Could MJO Predictions Be of Use to the Fishing Industry?
The MJO has been shown to have important influences on ocean surface fluxes of momentum, heat (e.g., radiation, latent heat flux), and mass (i.e. evaporation and precipitation). These influences have been shown to produce significant variations in physical properties of the near-surface ocean (e.g., SST, mixed-layer depth), which have been hypothesized, and in some model settings demonstrated, to feedback to the atmosphere/MJO. These issues raise the question of whether the influences extend to biogeochemical processes in the ocean, for example ocean bio-productivity.
Analysis of satellite ocean color and rainfall data shows that the MJO produces systematic and significant variations in ocean surface Chlorophyll (Chl) in a number of regions across the tropical Indian and Pacific Oceans. The results are seasonally dependent, with the main regions of variation in boreal summer (see figure) being the northern Indian Ocean, a broad expanse of the northern tropical Pacific Ocean and a number of regions in the far eastern Pacific Ocean. In the boreal winter, MJO-induced variations are strongest in the northwest Indian Ocean, over broad areas of the western and central Pacific, and coastal Mexico. Examination of the corresponding surface wind data indicates that vertical entrainment of nutrients at the base of the ocean mixed layer is an important contributing mechanism.
Madden Julian Oscillation (MJO). Lags start at 0 days (top), +10 days (middle) and +20 days (bottom), which together account for about one half of a complete MJO event. Right panel: same, except for ocean surface Chlorophyll from SeaWiFS, where the values are normalized by the seasonal means (e.g., 1.2 idicates 120% of the N. H. summer mean).
Given evidence that the MJO is predictable with 2-3 week lead-times, surface Chl may also be predictable at similar lead times with implications for the fishing industry and public health sectors concerned with cholera epidemics.
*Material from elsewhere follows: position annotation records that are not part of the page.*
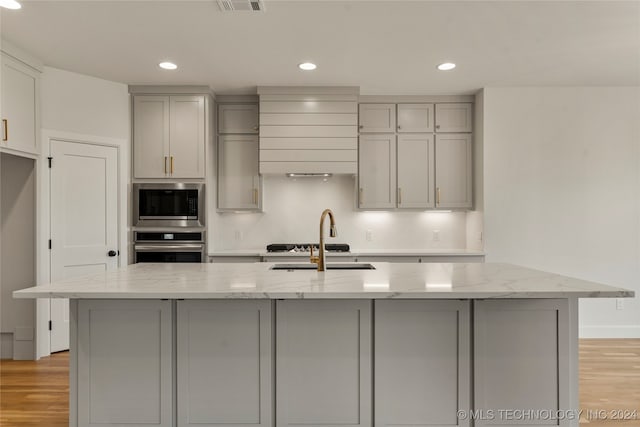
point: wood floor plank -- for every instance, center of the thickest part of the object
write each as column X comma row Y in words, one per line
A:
column 36, row 394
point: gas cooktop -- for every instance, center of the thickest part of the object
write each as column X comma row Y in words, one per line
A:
column 306, row 247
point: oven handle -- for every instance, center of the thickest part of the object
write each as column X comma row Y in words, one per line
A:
column 168, row 248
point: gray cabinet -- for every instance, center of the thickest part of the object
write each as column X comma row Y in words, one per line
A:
column 20, row 106
column 238, row 118
column 124, row 363
column 323, row 363
column 454, row 117
column 239, row 181
column 169, row 136
column 416, row 171
column 377, row 171
column 415, row 118
column 511, row 335
column 224, row 361
column 377, row 118
column 418, row 379
column 453, row 171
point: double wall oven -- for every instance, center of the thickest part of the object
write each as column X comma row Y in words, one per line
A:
column 169, row 222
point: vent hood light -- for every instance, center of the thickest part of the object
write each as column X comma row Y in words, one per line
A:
column 309, row 175
column 447, row 66
column 167, row 66
column 307, row 66
column 10, row 4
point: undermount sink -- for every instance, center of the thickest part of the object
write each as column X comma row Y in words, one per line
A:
column 337, row 266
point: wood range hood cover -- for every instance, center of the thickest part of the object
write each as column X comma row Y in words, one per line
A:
column 308, row 129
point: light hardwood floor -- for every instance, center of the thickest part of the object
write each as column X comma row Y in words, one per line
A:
column 36, row 393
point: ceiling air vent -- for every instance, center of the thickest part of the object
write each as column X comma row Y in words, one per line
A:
column 241, row 5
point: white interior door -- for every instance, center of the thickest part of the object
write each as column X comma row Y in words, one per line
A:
column 84, row 220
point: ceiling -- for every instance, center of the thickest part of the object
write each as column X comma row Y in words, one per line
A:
column 385, row 47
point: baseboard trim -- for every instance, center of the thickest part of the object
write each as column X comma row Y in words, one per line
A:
column 623, row 331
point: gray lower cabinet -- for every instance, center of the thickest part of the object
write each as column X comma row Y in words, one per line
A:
column 124, row 364
column 418, row 379
column 224, row 363
column 323, row 364
column 510, row 335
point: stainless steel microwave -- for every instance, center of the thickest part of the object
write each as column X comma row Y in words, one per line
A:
column 168, row 205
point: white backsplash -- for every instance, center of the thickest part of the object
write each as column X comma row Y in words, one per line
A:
column 292, row 211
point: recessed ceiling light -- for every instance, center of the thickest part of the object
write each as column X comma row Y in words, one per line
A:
column 167, row 65
column 10, row 4
column 446, row 66
column 307, row 66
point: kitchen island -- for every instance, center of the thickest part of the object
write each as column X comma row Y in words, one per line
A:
column 404, row 344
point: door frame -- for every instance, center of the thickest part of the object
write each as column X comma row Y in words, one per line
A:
column 43, row 194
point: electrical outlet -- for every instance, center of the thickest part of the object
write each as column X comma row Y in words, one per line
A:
column 369, row 235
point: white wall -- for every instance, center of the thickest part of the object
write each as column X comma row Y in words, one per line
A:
column 562, row 190
column 81, row 108
column 292, row 212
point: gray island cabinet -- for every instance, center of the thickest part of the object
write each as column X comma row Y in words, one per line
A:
column 243, row 345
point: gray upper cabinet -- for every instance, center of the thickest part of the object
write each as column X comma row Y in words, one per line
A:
column 323, row 363
column 238, row 118
column 453, row 180
column 415, row 118
column 169, row 136
column 20, row 99
column 416, row 171
column 454, row 117
column 377, row 118
column 377, row 171
column 239, row 181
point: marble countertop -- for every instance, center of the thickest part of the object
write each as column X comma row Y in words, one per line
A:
column 352, row 253
column 388, row 280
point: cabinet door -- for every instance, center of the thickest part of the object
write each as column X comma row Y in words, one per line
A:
column 238, row 118
column 378, row 118
column 238, row 179
column 151, row 136
column 20, row 86
column 454, row 117
column 323, row 363
column 521, row 359
column 422, row 374
column 453, row 171
column 124, row 363
column 224, row 363
column 377, row 171
column 416, row 186
column 187, row 136
column 415, row 118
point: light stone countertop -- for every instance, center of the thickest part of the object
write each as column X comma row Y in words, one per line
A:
column 257, row 281
column 352, row 253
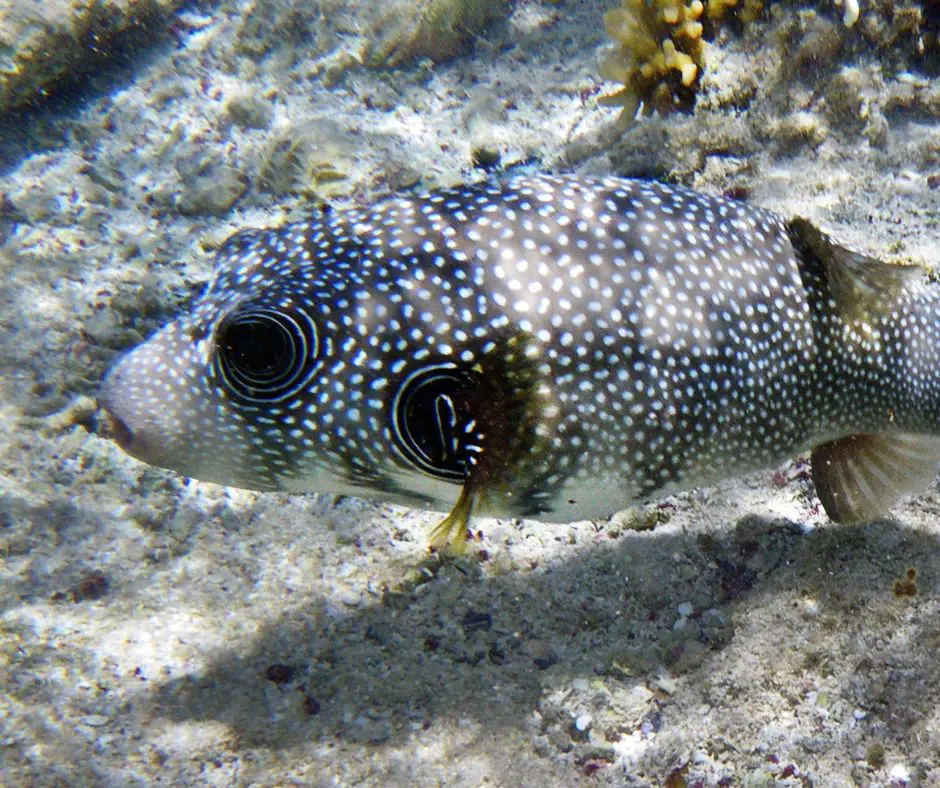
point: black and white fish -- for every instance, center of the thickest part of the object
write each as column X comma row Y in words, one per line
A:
column 550, row 347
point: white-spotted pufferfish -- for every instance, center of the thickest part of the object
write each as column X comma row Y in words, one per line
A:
column 549, row 347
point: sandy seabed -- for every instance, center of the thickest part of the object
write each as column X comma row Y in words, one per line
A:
column 160, row 631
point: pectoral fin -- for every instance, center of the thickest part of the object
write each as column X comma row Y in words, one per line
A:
column 451, row 533
column 861, row 477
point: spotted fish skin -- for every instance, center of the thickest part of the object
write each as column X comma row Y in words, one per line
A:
column 551, row 347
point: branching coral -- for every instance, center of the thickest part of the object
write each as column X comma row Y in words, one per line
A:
column 660, row 52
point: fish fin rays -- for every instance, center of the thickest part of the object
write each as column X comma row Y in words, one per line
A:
column 861, row 477
column 862, row 287
column 450, row 535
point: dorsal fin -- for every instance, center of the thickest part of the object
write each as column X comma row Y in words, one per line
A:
column 862, row 287
column 860, row 477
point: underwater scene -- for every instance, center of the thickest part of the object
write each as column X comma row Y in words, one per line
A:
column 470, row 392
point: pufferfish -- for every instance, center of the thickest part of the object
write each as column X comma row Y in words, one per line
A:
column 547, row 347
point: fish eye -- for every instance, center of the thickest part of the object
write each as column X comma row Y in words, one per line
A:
column 431, row 421
column 264, row 354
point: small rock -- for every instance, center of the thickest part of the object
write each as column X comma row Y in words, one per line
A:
column 583, row 723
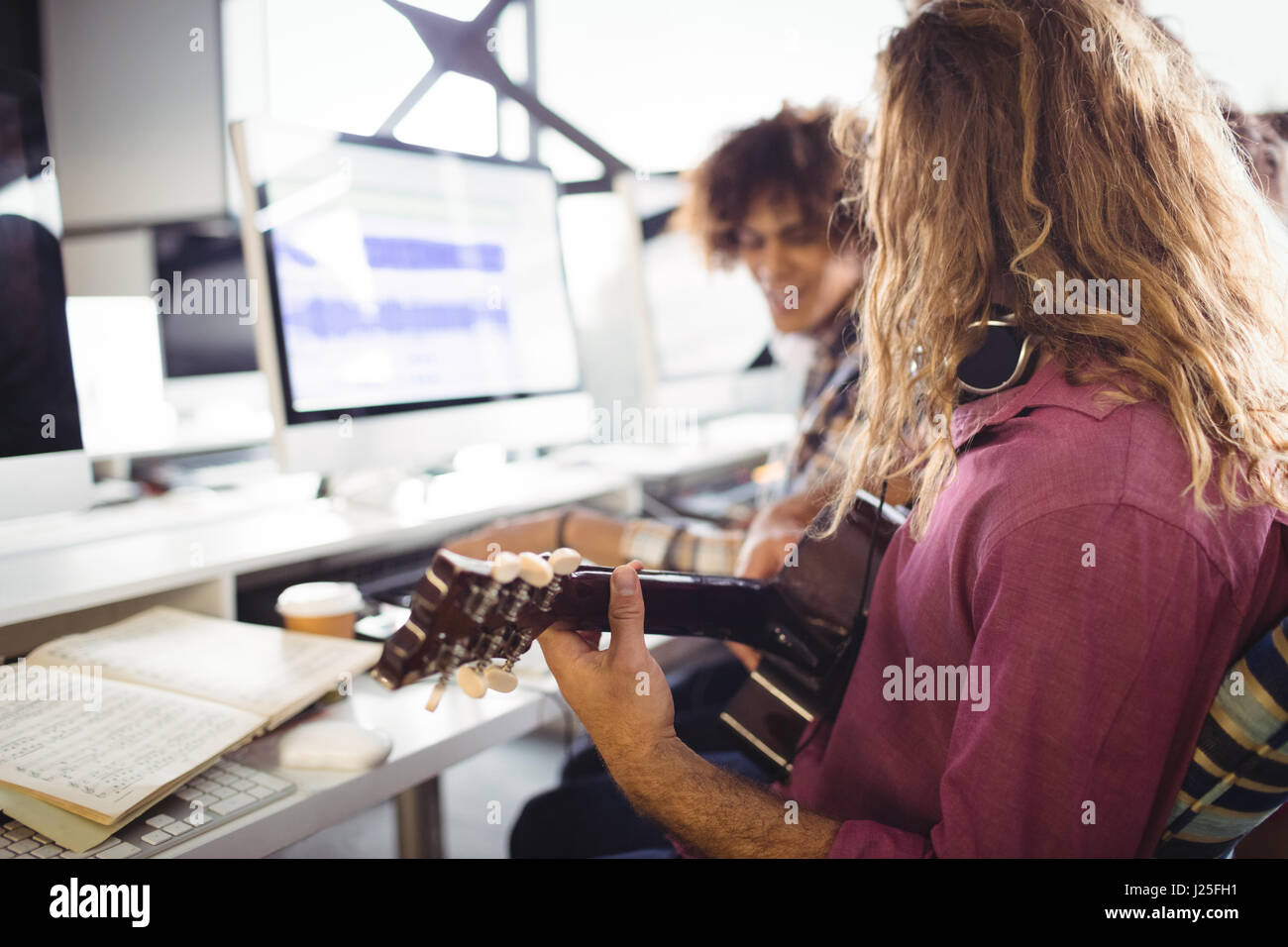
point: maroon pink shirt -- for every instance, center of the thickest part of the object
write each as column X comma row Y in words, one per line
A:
column 1064, row 560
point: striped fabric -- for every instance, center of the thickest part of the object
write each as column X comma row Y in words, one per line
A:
column 1239, row 772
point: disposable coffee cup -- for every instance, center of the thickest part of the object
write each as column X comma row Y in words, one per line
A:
column 321, row 608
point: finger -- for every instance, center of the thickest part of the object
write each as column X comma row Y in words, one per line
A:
column 562, row 646
column 626, row 616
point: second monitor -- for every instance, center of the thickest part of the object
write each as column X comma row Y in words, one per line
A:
column 416, row 300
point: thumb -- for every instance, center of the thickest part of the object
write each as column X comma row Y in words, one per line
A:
column 626, row 616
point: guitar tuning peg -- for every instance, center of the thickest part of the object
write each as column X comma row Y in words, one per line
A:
column 565, row 561
column 471, row 681
column 500, row 680
column 535, row 571
column 505, row 567
column 436, row 696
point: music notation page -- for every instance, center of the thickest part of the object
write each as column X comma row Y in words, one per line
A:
column 102, row 762
column 256, row 668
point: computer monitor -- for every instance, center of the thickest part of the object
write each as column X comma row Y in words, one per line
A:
column 413, row 300
column 711, row 333
column 43, row 463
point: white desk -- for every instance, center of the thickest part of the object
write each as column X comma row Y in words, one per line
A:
column 68, row 585
column 424, row 745
column 86, row 583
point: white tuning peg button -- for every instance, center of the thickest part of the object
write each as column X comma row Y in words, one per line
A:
column 505, row 567
column 471, row 681
column 436, row 696
column 565, row 561
column 500, row 680
column 535, row 571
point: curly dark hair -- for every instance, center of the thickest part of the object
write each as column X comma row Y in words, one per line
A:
column 790, row 158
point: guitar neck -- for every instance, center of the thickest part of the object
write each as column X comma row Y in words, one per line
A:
column 688, row 605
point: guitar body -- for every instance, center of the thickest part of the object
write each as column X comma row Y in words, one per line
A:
column 807, row 622
column 772, row 711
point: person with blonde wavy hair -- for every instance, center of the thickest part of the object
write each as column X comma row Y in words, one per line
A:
column 1095, row 541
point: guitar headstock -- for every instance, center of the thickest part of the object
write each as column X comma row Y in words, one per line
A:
column 472, row 620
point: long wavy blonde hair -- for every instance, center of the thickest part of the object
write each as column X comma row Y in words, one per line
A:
column 1068, row 136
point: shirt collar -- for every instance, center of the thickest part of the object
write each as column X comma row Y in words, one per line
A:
column 1044, row 388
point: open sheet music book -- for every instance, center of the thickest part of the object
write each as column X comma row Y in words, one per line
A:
column 106, row 723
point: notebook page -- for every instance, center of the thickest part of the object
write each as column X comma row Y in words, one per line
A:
column 256, row 668
column 102, row 763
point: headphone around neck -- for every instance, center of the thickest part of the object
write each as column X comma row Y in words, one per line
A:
column 1003, row 359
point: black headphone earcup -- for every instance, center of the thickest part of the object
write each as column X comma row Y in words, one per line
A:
column 995, row 361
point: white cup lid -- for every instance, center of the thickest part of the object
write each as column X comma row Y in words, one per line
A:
column 318, row 599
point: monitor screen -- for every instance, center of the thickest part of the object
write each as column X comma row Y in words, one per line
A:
column 406, row 278
column 38, row 390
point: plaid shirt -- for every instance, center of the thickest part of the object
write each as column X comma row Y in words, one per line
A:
column 828, row 405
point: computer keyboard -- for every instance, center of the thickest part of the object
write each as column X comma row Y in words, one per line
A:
column 220, row 793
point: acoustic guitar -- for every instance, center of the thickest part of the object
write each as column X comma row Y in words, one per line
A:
column 472, row 620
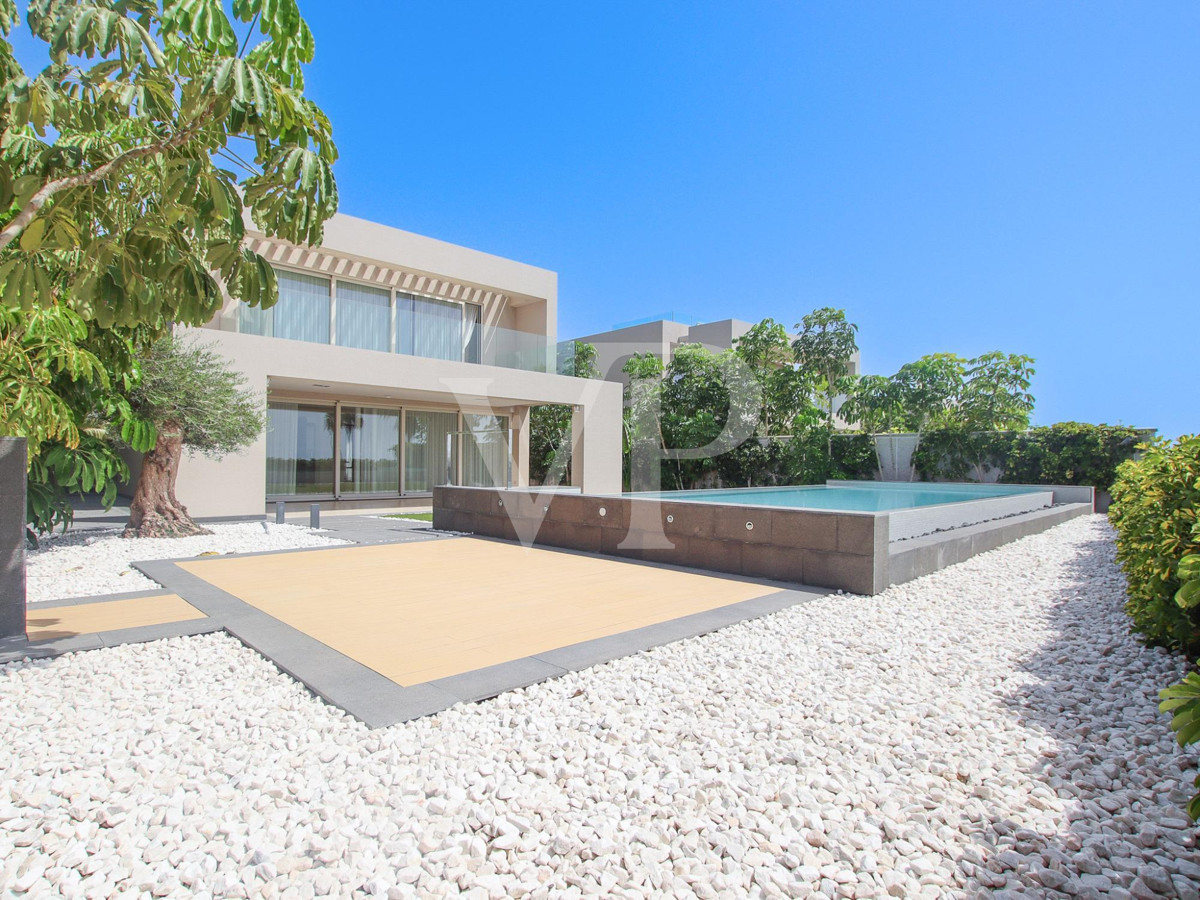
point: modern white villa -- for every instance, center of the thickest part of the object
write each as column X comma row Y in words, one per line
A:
column 393, row 363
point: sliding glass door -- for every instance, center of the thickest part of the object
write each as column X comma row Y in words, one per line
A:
column 485, row 450
column 299, row 449
column 370, row 451
column 425, row 449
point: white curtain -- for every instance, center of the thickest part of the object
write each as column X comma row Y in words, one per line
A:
column 364, row 317
column 429, row 328
column 485, row 450
column 472, row 339
column 425, row 449
column 370, row 450
column 303, row 310
column 255, row 321
column 299, row 449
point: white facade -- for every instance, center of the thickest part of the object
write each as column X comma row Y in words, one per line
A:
column 393, row 363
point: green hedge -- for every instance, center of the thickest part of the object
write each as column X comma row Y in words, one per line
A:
column 1155, row 510
column 1063, row 454
column 1069, row 454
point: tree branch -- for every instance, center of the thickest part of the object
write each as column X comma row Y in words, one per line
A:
column 12, row 231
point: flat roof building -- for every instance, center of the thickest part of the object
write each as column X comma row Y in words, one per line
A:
column 390, row 364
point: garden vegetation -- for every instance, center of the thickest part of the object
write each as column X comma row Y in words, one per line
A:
column 126, row 168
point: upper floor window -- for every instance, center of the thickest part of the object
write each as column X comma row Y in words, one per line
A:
column 364, row 316
column 473, row 335
column 429, row 328
column 301, row 312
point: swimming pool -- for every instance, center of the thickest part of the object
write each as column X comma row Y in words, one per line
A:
column 845, row 496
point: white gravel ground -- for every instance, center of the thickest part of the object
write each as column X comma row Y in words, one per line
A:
column 97, row 562
column 990, row 727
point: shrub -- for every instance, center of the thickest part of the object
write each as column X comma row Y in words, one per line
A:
column 1155, row 510
column 1069, row 454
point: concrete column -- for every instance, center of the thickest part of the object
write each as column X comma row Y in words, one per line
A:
column 519, row 421
column 595, row 439
column 12, row 538
column 579, row 445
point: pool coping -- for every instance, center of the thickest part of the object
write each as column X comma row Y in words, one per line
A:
column 846, row 550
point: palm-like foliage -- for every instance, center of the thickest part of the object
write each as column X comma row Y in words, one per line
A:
column 129, row 168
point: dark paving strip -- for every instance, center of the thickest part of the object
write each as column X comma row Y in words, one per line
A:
column 13, row 649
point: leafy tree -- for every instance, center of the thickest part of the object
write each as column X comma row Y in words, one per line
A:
column 786, row 389
column 922, row 395
column 196, row 403
column 550, row 425
column 874, row 405
column 825, row 348
column 126, row 167
column 996, row 395
column 995, row 399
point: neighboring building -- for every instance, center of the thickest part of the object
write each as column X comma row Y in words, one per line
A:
column 393, row 363
column 660, row 337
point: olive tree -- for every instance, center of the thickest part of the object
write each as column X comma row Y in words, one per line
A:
column 126, row 167
column 196, row 403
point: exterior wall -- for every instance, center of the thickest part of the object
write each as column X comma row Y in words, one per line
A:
column 511, row 295
column 237, row 485
column 613, row 348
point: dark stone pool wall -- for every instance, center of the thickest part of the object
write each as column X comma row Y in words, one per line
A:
column 822, row 549
column 826, row 549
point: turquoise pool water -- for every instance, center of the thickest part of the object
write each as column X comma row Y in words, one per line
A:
column 858, row 497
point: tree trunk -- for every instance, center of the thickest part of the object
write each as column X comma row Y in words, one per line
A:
column 154, row 511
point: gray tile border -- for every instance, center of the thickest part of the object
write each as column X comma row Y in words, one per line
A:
column 143, row 634
column 94, row 599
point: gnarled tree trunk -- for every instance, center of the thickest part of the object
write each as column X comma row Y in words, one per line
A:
column 154, row 511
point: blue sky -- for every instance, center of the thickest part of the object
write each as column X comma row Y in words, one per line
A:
column 960, row 177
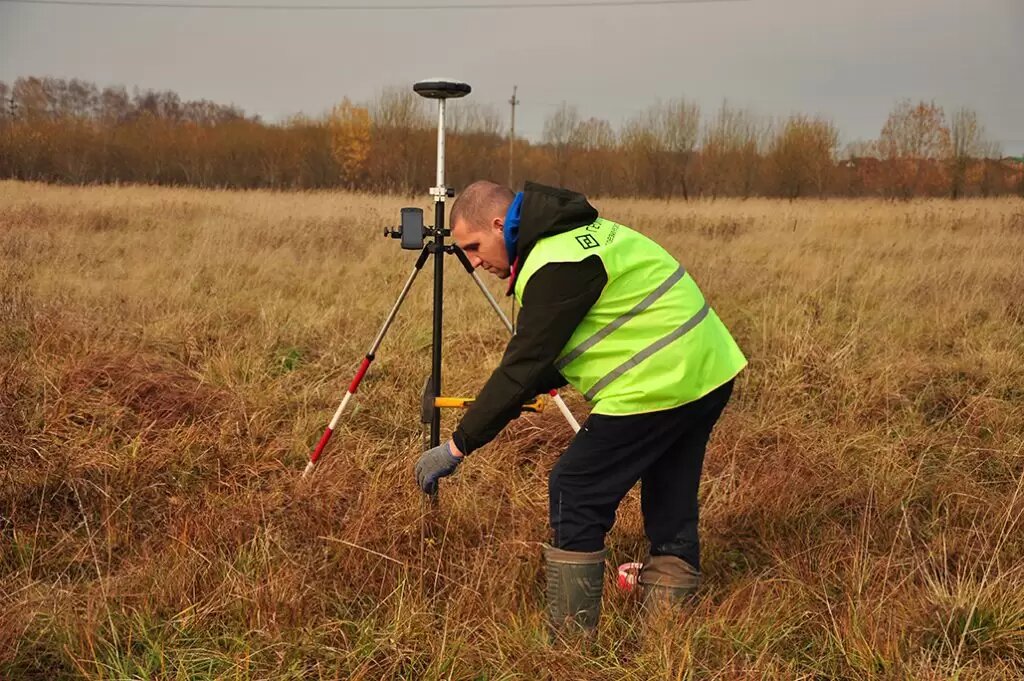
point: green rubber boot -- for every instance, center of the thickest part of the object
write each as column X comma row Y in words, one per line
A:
column 576, row 581
column 666, row 582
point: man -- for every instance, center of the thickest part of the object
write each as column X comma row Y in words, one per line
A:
column 611, row 312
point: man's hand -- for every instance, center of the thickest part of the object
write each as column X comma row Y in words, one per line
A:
column 435, row 464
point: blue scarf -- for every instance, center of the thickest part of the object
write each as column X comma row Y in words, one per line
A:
column 511, row 229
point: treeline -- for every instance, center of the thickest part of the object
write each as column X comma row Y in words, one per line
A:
column 71, row 131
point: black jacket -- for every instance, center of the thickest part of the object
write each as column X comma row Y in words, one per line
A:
column 554, row 302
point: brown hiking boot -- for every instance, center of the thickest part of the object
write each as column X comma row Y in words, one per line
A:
column 666, row 582
column 576, row 581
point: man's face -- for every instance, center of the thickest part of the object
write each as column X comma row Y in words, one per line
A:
column 484, row 247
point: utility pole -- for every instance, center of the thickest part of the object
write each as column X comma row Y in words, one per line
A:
column 513, row 101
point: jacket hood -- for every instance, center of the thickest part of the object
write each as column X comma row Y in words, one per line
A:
column 547, row 211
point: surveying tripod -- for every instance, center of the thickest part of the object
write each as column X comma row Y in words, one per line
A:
column 412, row 232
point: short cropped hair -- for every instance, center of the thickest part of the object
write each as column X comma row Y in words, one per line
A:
column 479, row 203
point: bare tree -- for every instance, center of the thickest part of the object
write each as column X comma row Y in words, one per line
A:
column 803, row 154
column 730, row 151
column 913, row 142
column 559, row 131
column 967, row 145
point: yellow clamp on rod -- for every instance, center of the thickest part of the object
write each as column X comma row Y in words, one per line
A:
column 462, row 402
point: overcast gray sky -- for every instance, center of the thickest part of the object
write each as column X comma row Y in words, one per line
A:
column 850, row 60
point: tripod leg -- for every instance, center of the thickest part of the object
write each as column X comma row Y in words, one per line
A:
column 508, row 325
column 371, row 355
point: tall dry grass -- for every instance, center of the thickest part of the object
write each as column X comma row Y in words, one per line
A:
column 167, row 358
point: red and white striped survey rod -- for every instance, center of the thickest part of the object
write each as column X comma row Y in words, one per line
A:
column 354, row 385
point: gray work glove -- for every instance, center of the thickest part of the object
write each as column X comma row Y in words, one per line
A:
column 433, row 465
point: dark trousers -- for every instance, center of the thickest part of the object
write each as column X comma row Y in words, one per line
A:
column 663, row 450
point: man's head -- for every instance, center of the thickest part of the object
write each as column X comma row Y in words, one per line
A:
column 478, row 223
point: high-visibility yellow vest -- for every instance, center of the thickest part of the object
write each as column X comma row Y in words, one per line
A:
column 651, row 341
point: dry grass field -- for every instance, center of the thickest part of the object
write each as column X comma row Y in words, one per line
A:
column 169, row 356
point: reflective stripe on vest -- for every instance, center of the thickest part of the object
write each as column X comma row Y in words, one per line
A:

Two avenues of further investigation include: 1) examine historical fish-catch data to determine if the influence of the MJO on Chl extends to an impact on fish abundance, and 2) use bio-physical ocean models with satellite data to determine more specifically the mechanisms responsible for the observed MJO-Chl relationship.
Waliser, D. E., R. Murtugudde, P. Strutton, J.-L. Li, 2005, Subseasonal Organization of Ocean Chlorophyll: Prospects for Prediction Based on the Madden-Julian Oscillation, Geoph. Res. Lett., 32, L23602, doi:10.1029/2005GL024300.